I think I have an idea of why this occurs. I will investigate and get back to you and Jakob. But I have found several ways it can happen, and the issues relate to protocol messaging, version detection, filesystem model serialization, file cacheing, and prefetching, to name a few.
Most of these problems are not specific to Syncthing – they are generalized computer science problems.
The main question is this… Even if we do perfect everything, there’s going to be conflicts across the network. The key question revolves around “Conflict Detection and Resolution” – how to we detect and handle problems ?
(1) Local Master, Remote Copier : Remote runs into a sudden problem, like it’s NFS save directory is temporarily offline. An error occurs (a file cannot be copied or deleted, or doesn’t exist)… Maybe syncthing copies the file again to the now-empty mount point. Syncthing prints the error but keeps running. When disconnected mount-point returns online we don’t know what is copied fully andwhat is not.
The Local Master can now go out of sync for a number of reasons – mainly what happens is it thinks a file is not copied when it actually was copied. Or if the disk goes offline.

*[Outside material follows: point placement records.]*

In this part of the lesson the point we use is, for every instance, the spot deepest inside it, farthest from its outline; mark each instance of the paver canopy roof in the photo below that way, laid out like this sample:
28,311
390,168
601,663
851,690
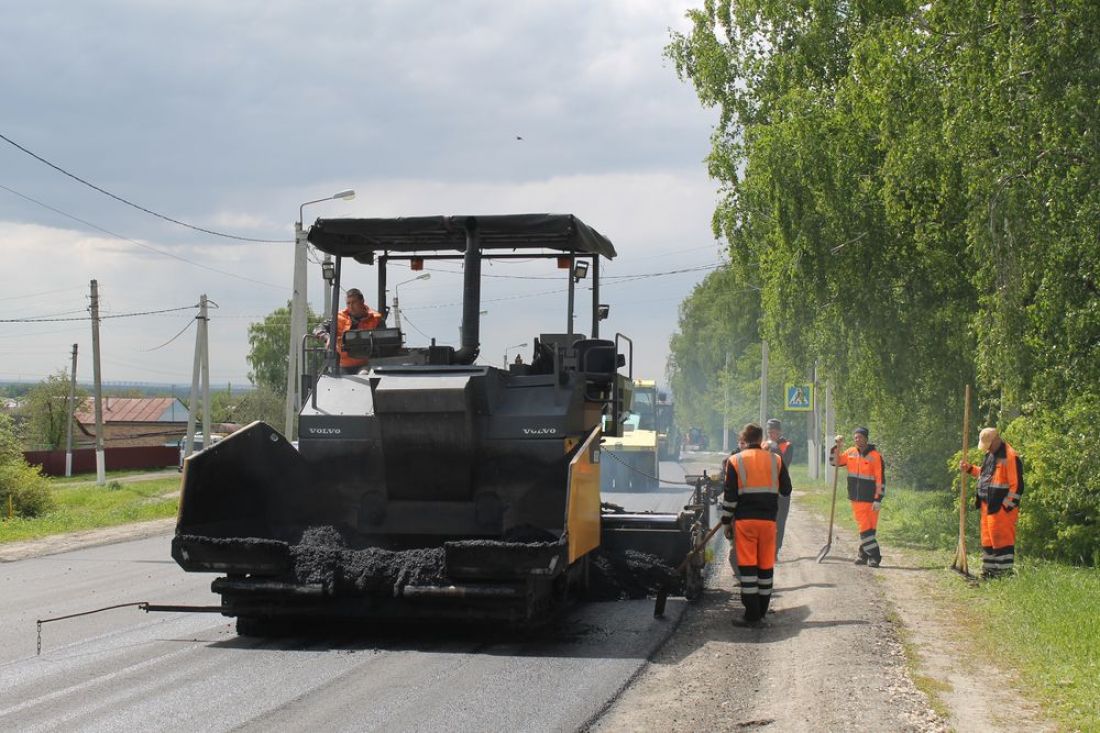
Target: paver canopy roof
554,231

For example: Consider some file blocks written to the disk (iin the eyes of a SyncThing slave), but ffile writes can take up to 1 minute to actually be written to the platter. This can be a problem when dealing with disk cache. So anyway, say the OS fails to flush the kernel cache. The blocks dont update on the disk, just in the cache.
SyncThing then sends a ‘success’ message saying it updated the blocks it received.
struct IndexMessage {
string Folder<>;
FileInfo Files<>;
}
struct FileInfo {
string Name<>;
unsigned int Flags;
hyper Modified;
unsigned hyper Version;
unsigned hyper LocalVer;
BlockInfo Blocks<>;
}
Now we are ‘out of sync’, at least temporarily. Syncthing may or may not resolve this example on it’s own… But it gives you an idea of the problems.
In this case the solution is not to ignore it. I think the solution is to update the protocol to modify the way errors are handled. For example, if during writing on the Remote side, if there’s an error (disk space full), then that copy of the program should show that.
The user should be able to click the ‘Out of Sync’ message and see what file needs to be repaired and select how to proceed.